Critique de La maison vide | Une maison vide pleine de fantômes

Laurent Mauvignier nous avait captivés en 2020 avec ses Histoires de la nuit, thriller campagnard à la finale meurtrière. Le voici de retour avec une saga impressionnante, qui nous fait traverser trois générations d’une même famille – la sienne.
Publié le 2 novembre
Au commencement de La maison vide, une vieille commode qui ne l’est pas (vide). Dans un tiroir, l’auteur tombe sur de vieilles photos de famille, où le visage de sa grand-mère Marguerite a été systématiquement découpé ou barbouillé au stylo. Qu’a-t-elle fait pour mériter un tel traitement ? Un tel effacement ?
C’est ce que nous raconte Mauvignier au fil des 740 pages suivantes, en remontant le fil du temps, comme si on ne pouvait expliquer le présent sans parler du passé. On rencontre l’aïeul, Firmin, patron de la ferme, puis sa fille Marie-Ernestine, héritière au destin contrarié, avant d’arriver à Marguerite, morte prématurément à l’âge de 41 ans. Trois générations, donc, où domine clairement le point de vue des femmes, figures centrales de ce récit rural, peuplé d’hommes sans envergure et traversé par deux guerres mondiales.
Oui, 740 pages, c’est beaucoup. C’est une brique. Mais on ne s’ennuie pas dans cette Maison vide pleine de fantômes, où trône un vieux piano à queue, symbole de la malédiction familiale. On aime ce plat froid, servi à la sauce aigre-douce. On est attiré par cette galerie de personnages complexes, écrasés par le poids des traditions et finalement mal compris, mal aimés, malheureux.
On est happé par ce récit ample, qui se déroule avec lenteur, en de longues phrases pleines de descriptions et de circonvolutions, comme si tout se déroulait au ralenti, même les pensées – surtout les pensées –, quand en réalité tout s’accélère et fonce droit dans le mur, inexorablement, parce qu’on sait que ça finira mal, ça ne peut que finir mal – on ne détruit pas des photos sans raison, n’est-ce pas ?
Lancé fin août en France, La maison vide arrive au Québec précédé d’une bonne rumeur. En fait, c’est plus qu’une rumeur, c’est une certitude.
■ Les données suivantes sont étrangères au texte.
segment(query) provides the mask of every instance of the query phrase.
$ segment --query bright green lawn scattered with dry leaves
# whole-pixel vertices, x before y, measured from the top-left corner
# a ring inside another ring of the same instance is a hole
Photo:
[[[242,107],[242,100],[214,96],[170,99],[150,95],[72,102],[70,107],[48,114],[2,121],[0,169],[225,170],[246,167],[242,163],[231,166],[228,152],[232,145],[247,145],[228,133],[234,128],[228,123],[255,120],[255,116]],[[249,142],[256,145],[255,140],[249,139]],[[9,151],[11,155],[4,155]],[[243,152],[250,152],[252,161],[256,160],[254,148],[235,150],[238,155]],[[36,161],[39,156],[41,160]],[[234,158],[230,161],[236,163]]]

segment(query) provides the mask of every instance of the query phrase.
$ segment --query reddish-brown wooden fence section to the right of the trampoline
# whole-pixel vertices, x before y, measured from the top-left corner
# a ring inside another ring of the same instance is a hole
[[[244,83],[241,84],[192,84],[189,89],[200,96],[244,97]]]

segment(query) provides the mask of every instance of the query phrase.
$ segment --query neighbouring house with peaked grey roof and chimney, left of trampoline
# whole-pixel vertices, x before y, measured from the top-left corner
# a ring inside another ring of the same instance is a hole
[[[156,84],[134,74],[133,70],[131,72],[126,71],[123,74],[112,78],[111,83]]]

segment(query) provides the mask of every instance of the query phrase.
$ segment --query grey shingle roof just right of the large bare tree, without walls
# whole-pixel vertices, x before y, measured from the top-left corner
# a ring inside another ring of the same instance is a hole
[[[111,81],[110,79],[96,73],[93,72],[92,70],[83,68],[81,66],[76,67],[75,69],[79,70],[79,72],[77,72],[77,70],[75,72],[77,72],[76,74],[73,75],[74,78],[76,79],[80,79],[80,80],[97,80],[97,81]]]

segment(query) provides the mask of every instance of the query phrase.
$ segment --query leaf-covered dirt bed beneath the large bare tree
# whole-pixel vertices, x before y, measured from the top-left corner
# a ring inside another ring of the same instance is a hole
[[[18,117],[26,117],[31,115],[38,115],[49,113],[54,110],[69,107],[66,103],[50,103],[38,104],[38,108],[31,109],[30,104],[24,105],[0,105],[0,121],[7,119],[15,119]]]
La maison vide est un des gros morceaux de cette rentrée 2025, comme en témoignent son prix littéraire Le Monde et sa nomination au Goncourt, qui doit être remis le 4 novembre. Qu’il le remporte ou pas, Mauvignier, 58 ans, démontre une fois de plus qu’il est un orfèvre du récit et un incontournable de sa génération.